Link da notícia: https://www.tjsc.jus.br/web/imprensa/-/futebol-amador-de-liga-da-grande-florianopolis-so-com-alvaras-e-seguranca-confirma-tj?redirect=%2Fweb%2Fimprensa%2Fnoticias

TRT/MG: Trabalhadora grávida que não usou máscara contra a Covid-19 tem justa causa revertida

Foi provado que outros empregados também não faziam uso da máscara de proteção, conforme era exigido.


A Justiça do Trabalho determinou a reversão da justa causa de uma trabalhadora que foi dispensada após advertência e suspensão aplicadas pelo descumprimento da determinação de uso da máscara contra a Covid-19. Os julgadores da Primeira Turma do TRT-MG consideraram excessiva a aplicação das penalidades, tendo em vista que outros empregados também desrespeitaram a exigência do uso do equipamento e, mesmo assim, não sofreram a mesma punição.

A empresa interpôs recurso diante da sentença do juízo da 2ª Vara do Trabalho de Pouso Alegre, pedindo que fosse reconhecida a eficácia da justa causa aplicada. Alegou que a ex-empregada foi desidiosa e indisciplinada, o que justificou sua dispensa motivada.

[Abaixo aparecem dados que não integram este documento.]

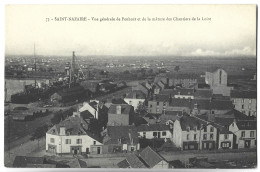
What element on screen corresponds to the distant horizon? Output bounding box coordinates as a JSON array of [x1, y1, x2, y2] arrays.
[[5, 5, 256, 57], [5, 52, 257, 59]]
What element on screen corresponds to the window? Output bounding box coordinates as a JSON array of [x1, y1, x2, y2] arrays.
[[203, 134, 207, 140], [250, 131, 255, 137], [241, 131, 245, 137], [204, 126, 207, 132], [210, 134, 214, 140], [194, 134, 197, 140], [50, 138, 55, 143], [224, 134, 229, 139], [65, 139, 71, 145], [77, 139, 82, 144]]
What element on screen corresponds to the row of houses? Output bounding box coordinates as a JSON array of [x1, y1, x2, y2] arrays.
[[46, 102, 256, 154]]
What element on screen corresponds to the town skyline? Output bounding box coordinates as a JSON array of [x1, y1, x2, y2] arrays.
[[5, 5, 256, 57]]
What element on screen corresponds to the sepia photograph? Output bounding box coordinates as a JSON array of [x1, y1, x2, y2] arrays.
[[3, 4, 258, 171]]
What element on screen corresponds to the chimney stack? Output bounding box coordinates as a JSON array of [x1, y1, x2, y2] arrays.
[[60, 127, 66, 136], [116, 105, 121, 115]]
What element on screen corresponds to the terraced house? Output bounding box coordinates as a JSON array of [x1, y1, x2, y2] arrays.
[[46, 114, 103, 154], [231, 90, 257, 117], [173, 116, 217, 150], [229, 120, 257, 149]]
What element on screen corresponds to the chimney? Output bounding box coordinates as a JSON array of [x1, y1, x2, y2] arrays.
[[73, 112, 80, 118], [116, 105, 121, 115], [133, 92, 136, 99], [60, 127, 66, 136]]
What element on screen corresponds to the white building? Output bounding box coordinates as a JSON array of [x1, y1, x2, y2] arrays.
[[46, 115, 103, 154], [137, 123, 173, 140], [229, 120, 256, 149], [124, 90, 146, 110], [231, 90, 257, 117], [79, 100, 99, 119]]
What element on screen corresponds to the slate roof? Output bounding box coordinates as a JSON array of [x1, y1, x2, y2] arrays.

Mas, ao proferir voto como relator do recurso, o juiz convocado Delane Marcolino Ferreira deu razão à trabalhadora. O julgador reforçou que a profissional detinha garantia provisória no emprego, prevista no artigo 10, II, b, do Ato das Disposições Constitucionais Transitórias. Ele lembrou, no entanto, que essa garantia pode ser afastada, desde que comprovada falta grave, conforme pacífico entendimento do TST.

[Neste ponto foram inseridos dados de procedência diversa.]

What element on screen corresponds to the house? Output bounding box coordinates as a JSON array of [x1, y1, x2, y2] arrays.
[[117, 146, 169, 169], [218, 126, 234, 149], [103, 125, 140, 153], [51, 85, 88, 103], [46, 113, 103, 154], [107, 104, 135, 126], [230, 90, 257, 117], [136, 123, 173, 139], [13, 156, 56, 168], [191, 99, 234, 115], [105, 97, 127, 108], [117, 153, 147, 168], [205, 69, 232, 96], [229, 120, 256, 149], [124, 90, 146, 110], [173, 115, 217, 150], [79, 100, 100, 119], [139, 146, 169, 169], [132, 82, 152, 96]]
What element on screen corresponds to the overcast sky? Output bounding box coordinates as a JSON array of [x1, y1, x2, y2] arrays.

O magistrado ressaltou que a justa causa, sendo medida de exceção, deve ser provada de forma irrefutável, pelo empregador, de modo a permitir que se verifique a observação dos requisitos objetivos, subjetivos e circunstanciais.

No entanto, o julgador pontuou que, antes de aplicar a pena máxima, o empregador deve se valer de todas as medidas de caráter pedagógico para repreender o empregado pela falta cometida.

Documentos anexados ao processo confirmaram que, no dia 11/11/2020, a trabalhadora sofreu uma advertência por descumprir as normas de segurança ao não utilizar a máscara de prevenção contra a Covid-19. No dia 24/11/2020, foi aplicada uma suspensão também pela não utilização da máscara de prevenção contra a Covid-19. Já no dia 17 de dezembro, recebeu outra suspensão por “ato de desídia – falta injustificada. E, por último, no dia 5/1/2021, foi aplicada a dispensa por justa causa: “por desídia – jornada incompleta”.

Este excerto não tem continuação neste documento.